Hendry menegaskan jalan satu-satunya ke arah sana adalah terus melakukan pendidikan,pendidikan, pendidikan, motto yang konsisten dijalankan Ketua Umum PWI periode 2008-2013, 2013-2018, Pak Margiono almarhum melalui program Sekolah Jurnalisme Indonesia (SJI), Safari Jurnalistik, Uji Kompetensi Wartawan, dll.
“Kegiatan seperti ini patut dilakukan lagi dengan modifikasi sesuai an kondisi dan tantangan yang baru. PWI Provinsi menjadi faktor sukses program-program pendidikan di atas karena dilibatkan, diajak diskusi, ikut memikirkan, bahkan berbagi tanggungjawab dalam pelaksanaan SJI. Pusat dan daerah dalam satu irama untuk kemajuan organisasi,” paparnya.
Sementara di PWI Pusat, para senior, para pakar dan spesialis, dibantu ahli-ahli, intelektual kampus, menggodok kurikulum, sesuai visi dan misi organisasi.

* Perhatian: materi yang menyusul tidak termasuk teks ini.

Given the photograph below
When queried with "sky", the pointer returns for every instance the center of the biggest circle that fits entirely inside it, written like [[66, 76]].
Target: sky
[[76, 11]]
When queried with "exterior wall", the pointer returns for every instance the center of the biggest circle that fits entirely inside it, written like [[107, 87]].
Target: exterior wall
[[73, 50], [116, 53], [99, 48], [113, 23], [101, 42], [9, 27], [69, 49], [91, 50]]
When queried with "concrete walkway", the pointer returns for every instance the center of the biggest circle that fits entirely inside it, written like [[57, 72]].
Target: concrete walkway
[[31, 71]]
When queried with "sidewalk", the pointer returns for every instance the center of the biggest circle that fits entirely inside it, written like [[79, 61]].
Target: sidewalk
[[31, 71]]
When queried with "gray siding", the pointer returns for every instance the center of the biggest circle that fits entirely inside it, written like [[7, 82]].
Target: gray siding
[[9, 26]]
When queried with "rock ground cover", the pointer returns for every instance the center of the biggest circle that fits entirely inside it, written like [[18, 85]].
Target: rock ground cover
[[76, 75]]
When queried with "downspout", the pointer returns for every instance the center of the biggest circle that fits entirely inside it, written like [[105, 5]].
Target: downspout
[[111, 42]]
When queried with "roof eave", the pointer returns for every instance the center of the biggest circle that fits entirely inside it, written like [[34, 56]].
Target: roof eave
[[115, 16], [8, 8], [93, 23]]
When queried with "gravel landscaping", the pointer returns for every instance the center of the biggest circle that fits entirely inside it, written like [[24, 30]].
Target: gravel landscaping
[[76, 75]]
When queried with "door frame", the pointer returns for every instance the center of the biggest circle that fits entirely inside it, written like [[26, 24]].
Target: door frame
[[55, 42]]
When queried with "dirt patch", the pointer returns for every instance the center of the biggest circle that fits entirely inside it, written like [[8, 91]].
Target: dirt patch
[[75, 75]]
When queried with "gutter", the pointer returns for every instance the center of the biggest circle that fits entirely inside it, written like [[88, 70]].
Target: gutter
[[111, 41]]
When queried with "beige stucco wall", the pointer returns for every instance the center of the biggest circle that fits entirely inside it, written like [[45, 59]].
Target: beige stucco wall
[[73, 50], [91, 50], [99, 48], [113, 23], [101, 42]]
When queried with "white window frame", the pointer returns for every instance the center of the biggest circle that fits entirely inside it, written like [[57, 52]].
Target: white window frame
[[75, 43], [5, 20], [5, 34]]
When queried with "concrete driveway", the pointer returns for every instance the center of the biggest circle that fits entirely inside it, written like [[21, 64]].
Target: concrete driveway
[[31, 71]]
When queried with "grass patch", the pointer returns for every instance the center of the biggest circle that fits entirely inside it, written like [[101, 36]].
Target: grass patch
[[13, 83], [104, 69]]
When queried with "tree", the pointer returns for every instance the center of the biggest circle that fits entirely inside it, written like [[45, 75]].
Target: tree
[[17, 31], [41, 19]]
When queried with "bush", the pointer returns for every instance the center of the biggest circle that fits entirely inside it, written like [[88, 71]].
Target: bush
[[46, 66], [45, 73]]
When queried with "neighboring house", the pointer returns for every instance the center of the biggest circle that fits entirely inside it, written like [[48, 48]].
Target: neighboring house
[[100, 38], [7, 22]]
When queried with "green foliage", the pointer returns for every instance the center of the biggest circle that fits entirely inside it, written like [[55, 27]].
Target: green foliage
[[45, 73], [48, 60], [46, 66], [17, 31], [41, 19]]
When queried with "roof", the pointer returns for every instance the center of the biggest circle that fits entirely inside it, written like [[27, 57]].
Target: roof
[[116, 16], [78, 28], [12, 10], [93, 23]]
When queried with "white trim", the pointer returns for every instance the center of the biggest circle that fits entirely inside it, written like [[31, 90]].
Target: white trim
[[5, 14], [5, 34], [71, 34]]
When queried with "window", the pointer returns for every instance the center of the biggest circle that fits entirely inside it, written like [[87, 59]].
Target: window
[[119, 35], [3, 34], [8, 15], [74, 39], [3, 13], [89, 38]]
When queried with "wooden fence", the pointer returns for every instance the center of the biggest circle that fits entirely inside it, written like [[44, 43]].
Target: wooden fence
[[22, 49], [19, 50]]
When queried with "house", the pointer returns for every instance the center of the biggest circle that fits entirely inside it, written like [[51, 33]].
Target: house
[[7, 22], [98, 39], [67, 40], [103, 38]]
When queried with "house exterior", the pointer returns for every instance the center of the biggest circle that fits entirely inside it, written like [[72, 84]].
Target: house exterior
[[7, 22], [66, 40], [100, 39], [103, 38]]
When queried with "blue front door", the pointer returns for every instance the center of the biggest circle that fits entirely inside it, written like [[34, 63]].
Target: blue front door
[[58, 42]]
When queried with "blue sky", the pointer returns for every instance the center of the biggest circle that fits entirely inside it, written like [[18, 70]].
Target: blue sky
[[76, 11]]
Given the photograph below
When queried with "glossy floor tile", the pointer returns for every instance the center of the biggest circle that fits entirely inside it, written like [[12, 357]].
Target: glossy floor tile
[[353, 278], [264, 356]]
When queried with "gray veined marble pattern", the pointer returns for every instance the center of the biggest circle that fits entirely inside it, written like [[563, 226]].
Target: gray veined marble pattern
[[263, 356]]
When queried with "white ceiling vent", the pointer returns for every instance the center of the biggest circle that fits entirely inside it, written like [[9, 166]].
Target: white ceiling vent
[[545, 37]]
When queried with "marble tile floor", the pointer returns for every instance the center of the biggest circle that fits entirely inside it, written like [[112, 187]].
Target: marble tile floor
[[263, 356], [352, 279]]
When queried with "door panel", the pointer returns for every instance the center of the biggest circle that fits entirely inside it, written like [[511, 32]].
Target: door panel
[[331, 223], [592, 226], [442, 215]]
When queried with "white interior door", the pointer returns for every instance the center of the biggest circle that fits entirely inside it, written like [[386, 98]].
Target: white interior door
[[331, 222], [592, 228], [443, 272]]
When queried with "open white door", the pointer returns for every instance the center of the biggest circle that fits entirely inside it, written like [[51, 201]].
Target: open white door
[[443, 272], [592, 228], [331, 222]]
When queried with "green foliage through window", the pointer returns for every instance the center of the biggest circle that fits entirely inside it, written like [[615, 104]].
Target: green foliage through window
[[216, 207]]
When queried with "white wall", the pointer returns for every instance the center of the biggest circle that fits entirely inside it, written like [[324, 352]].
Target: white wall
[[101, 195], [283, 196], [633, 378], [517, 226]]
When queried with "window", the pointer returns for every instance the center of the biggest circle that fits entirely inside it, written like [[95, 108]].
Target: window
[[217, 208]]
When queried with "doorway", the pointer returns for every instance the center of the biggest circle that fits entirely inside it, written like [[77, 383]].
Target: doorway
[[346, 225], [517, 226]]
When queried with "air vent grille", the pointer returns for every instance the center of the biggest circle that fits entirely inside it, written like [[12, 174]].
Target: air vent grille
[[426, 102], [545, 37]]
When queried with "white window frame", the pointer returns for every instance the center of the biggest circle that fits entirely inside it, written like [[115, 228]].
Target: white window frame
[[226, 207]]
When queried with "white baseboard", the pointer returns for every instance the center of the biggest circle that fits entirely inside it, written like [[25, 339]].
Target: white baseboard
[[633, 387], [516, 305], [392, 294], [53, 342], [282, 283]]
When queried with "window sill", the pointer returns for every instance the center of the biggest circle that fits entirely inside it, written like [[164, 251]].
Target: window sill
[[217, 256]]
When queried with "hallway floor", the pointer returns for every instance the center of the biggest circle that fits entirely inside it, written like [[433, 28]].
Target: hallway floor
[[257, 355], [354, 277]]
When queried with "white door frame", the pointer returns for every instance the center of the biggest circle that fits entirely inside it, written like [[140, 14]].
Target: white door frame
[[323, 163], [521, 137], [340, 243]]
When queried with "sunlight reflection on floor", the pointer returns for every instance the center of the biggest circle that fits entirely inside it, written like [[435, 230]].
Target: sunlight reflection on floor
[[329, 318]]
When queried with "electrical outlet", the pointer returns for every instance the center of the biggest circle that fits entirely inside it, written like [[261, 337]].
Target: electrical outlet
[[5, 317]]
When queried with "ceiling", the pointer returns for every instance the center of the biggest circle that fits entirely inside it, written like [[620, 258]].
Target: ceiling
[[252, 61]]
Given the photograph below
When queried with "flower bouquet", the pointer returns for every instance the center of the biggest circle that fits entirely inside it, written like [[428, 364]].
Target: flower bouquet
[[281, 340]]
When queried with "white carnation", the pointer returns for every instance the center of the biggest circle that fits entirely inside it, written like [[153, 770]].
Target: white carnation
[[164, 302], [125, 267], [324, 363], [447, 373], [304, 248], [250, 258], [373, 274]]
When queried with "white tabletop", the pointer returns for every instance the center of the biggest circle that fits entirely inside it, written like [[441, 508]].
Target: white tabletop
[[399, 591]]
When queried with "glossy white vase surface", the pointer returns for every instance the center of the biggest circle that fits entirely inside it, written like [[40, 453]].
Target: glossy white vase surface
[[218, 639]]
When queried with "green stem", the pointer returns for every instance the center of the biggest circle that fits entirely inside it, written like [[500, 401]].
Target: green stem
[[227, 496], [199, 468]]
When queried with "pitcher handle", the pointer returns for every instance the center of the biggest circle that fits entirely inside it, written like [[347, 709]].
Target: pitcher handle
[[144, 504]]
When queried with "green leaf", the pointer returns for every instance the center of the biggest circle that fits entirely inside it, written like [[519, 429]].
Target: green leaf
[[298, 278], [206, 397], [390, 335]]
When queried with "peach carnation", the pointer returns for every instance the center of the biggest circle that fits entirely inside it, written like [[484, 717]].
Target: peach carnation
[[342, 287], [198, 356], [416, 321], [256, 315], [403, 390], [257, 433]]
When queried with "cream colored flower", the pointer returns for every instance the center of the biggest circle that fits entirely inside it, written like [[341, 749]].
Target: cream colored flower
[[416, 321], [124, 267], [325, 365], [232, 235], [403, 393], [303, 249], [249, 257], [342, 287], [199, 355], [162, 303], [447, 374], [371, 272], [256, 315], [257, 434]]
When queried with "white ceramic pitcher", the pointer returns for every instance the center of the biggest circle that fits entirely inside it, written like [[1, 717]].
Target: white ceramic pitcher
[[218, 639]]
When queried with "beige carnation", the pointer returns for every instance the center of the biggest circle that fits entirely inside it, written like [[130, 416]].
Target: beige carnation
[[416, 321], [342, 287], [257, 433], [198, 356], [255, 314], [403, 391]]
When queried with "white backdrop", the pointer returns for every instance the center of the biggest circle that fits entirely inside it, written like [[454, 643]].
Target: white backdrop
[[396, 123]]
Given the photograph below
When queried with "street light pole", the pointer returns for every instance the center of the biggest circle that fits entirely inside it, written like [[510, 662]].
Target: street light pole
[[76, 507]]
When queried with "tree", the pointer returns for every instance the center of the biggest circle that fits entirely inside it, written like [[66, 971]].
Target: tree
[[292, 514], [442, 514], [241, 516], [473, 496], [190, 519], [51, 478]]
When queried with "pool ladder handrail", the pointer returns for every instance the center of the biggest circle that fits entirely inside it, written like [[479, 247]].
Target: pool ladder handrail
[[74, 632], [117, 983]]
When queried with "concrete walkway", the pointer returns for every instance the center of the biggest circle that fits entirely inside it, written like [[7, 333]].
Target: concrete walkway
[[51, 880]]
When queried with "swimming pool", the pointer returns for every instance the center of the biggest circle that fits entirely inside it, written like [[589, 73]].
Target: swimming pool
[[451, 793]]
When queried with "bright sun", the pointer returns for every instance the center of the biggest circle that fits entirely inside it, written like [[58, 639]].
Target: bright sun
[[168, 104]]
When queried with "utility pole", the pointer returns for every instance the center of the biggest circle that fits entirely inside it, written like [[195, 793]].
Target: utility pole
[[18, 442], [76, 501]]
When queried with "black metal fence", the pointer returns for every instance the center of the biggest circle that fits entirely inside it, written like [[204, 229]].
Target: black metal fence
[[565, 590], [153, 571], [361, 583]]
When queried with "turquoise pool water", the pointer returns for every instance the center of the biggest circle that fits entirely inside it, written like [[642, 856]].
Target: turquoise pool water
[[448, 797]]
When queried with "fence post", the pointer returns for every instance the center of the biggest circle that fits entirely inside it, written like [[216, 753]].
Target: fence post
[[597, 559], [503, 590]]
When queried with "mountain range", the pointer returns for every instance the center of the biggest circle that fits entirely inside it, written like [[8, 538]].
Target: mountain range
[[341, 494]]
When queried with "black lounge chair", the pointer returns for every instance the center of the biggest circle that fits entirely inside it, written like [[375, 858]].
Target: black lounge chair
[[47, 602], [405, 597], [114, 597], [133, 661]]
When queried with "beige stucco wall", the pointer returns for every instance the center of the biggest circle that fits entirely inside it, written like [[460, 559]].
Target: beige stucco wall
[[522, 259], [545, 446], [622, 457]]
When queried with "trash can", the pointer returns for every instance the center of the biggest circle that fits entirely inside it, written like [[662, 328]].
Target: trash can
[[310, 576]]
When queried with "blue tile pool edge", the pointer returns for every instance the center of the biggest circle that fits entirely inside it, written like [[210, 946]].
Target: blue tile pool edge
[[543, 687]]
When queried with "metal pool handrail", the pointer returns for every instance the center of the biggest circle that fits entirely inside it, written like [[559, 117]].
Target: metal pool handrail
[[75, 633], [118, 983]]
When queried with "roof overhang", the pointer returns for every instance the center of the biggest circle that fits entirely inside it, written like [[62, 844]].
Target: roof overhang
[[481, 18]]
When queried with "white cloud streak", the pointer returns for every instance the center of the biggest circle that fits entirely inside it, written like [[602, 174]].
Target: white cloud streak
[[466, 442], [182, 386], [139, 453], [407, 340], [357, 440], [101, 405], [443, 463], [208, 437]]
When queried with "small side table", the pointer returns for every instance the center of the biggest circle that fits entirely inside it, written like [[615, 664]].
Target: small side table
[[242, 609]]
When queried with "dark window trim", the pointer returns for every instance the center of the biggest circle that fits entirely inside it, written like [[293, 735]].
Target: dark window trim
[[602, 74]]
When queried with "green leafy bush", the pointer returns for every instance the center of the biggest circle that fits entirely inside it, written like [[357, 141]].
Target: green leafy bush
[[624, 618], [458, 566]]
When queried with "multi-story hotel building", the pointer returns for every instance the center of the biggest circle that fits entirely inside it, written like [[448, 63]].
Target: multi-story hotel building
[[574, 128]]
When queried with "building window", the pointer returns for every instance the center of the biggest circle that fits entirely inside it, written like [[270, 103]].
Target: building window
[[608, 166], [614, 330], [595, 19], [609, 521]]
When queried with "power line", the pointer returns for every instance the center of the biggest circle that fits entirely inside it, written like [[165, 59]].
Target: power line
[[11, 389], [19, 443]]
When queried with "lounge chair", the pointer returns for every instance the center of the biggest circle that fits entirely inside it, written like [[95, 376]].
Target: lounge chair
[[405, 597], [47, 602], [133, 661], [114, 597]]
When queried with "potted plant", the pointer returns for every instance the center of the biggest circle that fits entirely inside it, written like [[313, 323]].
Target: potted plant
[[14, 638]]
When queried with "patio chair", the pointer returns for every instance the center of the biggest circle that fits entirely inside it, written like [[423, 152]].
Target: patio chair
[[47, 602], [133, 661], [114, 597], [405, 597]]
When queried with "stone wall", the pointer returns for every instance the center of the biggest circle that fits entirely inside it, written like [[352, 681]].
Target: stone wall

PWI bisa dan mampu karena itu sudah terbukti. Dirinya yakin PWI ke depan juga akan mampu apabila program pelatihan merasuk ke dalam jiwa, hati nurani, segenap pengurus PWI.
“Apalagi kalau semua potensi anggota PWI yang berkiprah di media-media nasional dan daerah, diajak memberi gagasan dan sumbangsihnya pada organisasi PWI. Bersatu kita teguh. Bersama kita bisa. Marilah memajukan PWI Pusat. Jayalah PWI,” pungkasnya.